The front of your property is, in some respects, the most important area of your garden. It’s the first thing visitors see, and no matter how well presented the rest of the house and garden is, a drab or untidy garden entrance is not going to make a good first impression.

An appealing and functional entrance area is also important for your own sense of satisfaction; after all, it’s something that you look at and use every day. Not only does it make you feel better about your house and garden, it provides valuable security and privacy.

Is your Front Garden up to Scratch?

Look at the following features in your front garden. These are the things that make a public statement about you and your lifestyle. How well do they shape up?

Front gate

Front fence

Paths

Driveway

Letterbox

Front door

Garage door/carport

Porch or front verandah

Lawns, garden beds and pot plants

Ornaments

What makes a Functional Garden Entrance?

As with any other part of the garden, the success of the garden entrance depends on good planning.

Consider the following:

*Do you want the front garden to be seen fully from the street, house or surrounding area, or do

you want it hidden? How much privacy do you want?

*Do you want to encourage or discourage visitors into the property? This will affect the height and position of fences and the accessibility of the paths.

*How many cars do you need to park inside the property? This affects the length and design of the driveway, an often neglected entry point.

*How important is security? Do you need to lock animals in or out?

*What areas of the garden do you want to be seen; what do you want kept out of sight?

(such as compost area, storage and clothesline)

What makes an Appealing Front Garden?

Neatness and tidiness are the two most important elements of a good front garden. No matter how much effort and money is spent on the house and garden design, the effect is immediately destroyed by

overgrown lawns, messy edges, weedy garden beds, and tools and toys scattered around the drive and front lawn. If lawn mowing and garden maintenance aren’t your thing, maybe you should think about paving all or part of the front area.

Don’t overlook details such as peeling or faded paintwork, rusting metal (on letterboxes and fences) or rotting timber. They detract from the overall presentation but can be easily fixed.

Always use landscape materials that are in keeping with the overall house and garden style, and don’t use too many different types of materials.

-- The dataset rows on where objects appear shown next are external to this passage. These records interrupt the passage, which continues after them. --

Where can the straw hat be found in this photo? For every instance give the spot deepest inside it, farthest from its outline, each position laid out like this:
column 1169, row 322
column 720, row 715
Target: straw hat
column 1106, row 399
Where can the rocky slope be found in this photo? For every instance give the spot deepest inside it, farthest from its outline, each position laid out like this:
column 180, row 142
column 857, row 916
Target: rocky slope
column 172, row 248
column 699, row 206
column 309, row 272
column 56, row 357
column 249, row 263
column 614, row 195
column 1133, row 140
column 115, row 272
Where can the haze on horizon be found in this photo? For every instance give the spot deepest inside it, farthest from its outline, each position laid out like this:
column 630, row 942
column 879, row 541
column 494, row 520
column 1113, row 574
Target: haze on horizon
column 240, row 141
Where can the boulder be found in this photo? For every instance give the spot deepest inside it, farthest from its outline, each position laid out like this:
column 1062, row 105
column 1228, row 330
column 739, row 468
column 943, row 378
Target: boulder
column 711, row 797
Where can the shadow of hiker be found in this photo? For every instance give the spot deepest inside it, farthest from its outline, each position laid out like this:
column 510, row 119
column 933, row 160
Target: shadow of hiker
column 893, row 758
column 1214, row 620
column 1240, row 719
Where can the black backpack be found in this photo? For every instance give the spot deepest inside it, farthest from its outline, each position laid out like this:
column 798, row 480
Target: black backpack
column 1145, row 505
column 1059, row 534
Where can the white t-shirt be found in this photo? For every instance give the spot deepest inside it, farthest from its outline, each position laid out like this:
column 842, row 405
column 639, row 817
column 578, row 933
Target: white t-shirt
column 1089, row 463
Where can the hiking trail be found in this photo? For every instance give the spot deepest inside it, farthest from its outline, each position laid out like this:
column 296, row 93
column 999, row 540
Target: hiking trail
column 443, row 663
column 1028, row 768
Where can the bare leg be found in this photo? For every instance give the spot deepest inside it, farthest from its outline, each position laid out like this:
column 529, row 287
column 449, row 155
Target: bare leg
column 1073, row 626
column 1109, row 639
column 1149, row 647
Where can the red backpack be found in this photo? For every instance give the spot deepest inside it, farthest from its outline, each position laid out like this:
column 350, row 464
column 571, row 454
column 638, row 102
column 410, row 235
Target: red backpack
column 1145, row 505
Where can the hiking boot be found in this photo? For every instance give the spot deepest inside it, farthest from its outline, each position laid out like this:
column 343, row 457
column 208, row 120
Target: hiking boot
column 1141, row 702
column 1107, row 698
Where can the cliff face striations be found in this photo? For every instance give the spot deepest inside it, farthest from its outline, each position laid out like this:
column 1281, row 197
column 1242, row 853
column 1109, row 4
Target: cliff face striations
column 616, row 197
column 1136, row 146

One or two focal points such as an arch, birdbath or pots placed near the front entrance will create interest in your front garden, but don’t overdo it. Think about whether you want these on public display, to be viewed from the street (and whether this will be a security problem), or whether they are for your own private enjoyment.

TIP

If the area is dark or shaded, use light colours in paving, and variegated foliage to make it seem more open and inviting.